Ida B. Wells, (1862-1931) civil rights activist, teacher, and journalist who led a crusade on anti-lynching.  After witnessing her friend and two business men get lynched, Ms. Wells wrote articles about lynching in the South.  One of her famous quotes, “The way to right wrongs is to turn the light of truth upon them.” Wells established several civil rights organizations. In 1896, she established the National Association of Colored Women and was a founding member of the National Association for Advancement of Colored People (NAACP).


Arts and Entertainment

Maya Angelou (1928 – 2014), a poet, writer, actress, director and activist is known for her literary work in the 1969 memoir, I Know Why the Caged Bird Sings, which is the first nonfiction best-seller by an African-American woman. Angelou became Pulitzer Prize-nominated for her poetry collect.  In 2011 she was awarded the Presidential Medal of Freedom.  “If you don’t like something, change it. If you can’t change it, change your attitude.” —Maya Angelou

Sidney Poitier (1927- ) was the first African American Academy Award winner in 1964 for best actor in  Lilies of the Fields. He’s also a filmmaker and director and is also known for To Sir with Love. In 2009 Poitier received a Presidential Medal of Freedom.

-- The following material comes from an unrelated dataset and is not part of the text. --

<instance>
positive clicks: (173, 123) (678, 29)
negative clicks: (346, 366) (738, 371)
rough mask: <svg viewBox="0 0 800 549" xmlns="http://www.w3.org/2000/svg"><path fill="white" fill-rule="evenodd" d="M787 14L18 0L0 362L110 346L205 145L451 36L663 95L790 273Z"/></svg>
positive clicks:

Hattie McDaniel (1893 – 1952), film actress and radio performer, became the first African American to win an Oscar in 1940 for her supporting role in Gone with the Wind.



Muhammed Ali (1942 – 2016) was an athlete, boxer, philanthropist and an  Olympic gold medalist in 1960 for boxing while taking a stand against going to Vietnam. The decision would cause a suspension in boxing. Upon his return, he had famed bouts against Joe Frazier and George Foreman. He received a Presidential Medal of Freedom in 2005 for his devoted time to philanthropy.

Jesse Owens (1913-1980) a track and field athlete, won four gold medals in the 1936 Berlin Olympic Games during Hitler’s time as a ruler.

Jackie Robinson (1919-1972) was the first African American to break the color barrier in Major-League Baseball in 1947 when he signed with the Brooklyn Dodgers.



Alexander Miles (late 1830s -1918) improved passenger safety in 1887 when he patented automatic elevator doors. Prior to 1887, elevator doors were manually opened and closed.

Elijah McCoy (1844-1929) developed an automatic lubricator to spread oil on the train’s engine evenly while in motion. This invention increased efficienciency and enable the trains to run faster.

Madame C.J. Walker (1867-1919)  specialized in a beauty product line for African American women.

Dr. Patricia Bath (1942 -) created a laser tool to help restore or improve vision in patients worldwide.

Garrett Morgan (1877-1963) publisher and inventor, had patents for a mask, improving traffic signals, a hair-straightening product and revamped the sewing machine.



Barack Obama (1961 -) a lawyer, community organizer, and U.S. Senator, became the first African – American to be President of the United States.

John Lewis (1940 -) civil rights activist and U.S. Representative joined congress in 1987 where he still represents the American people. He received the Presidential Medal of Freedom in 2011.

Arthur Mitchell (1883-1968), U.S. Representative, was the first African American Democrat elected to Congress in 1934.

Thurgood Marshall (1908-1993) civil rights activist, lawyer and judge became the first African American Justice of the Supreme Court in 1967 where he served for 24 years.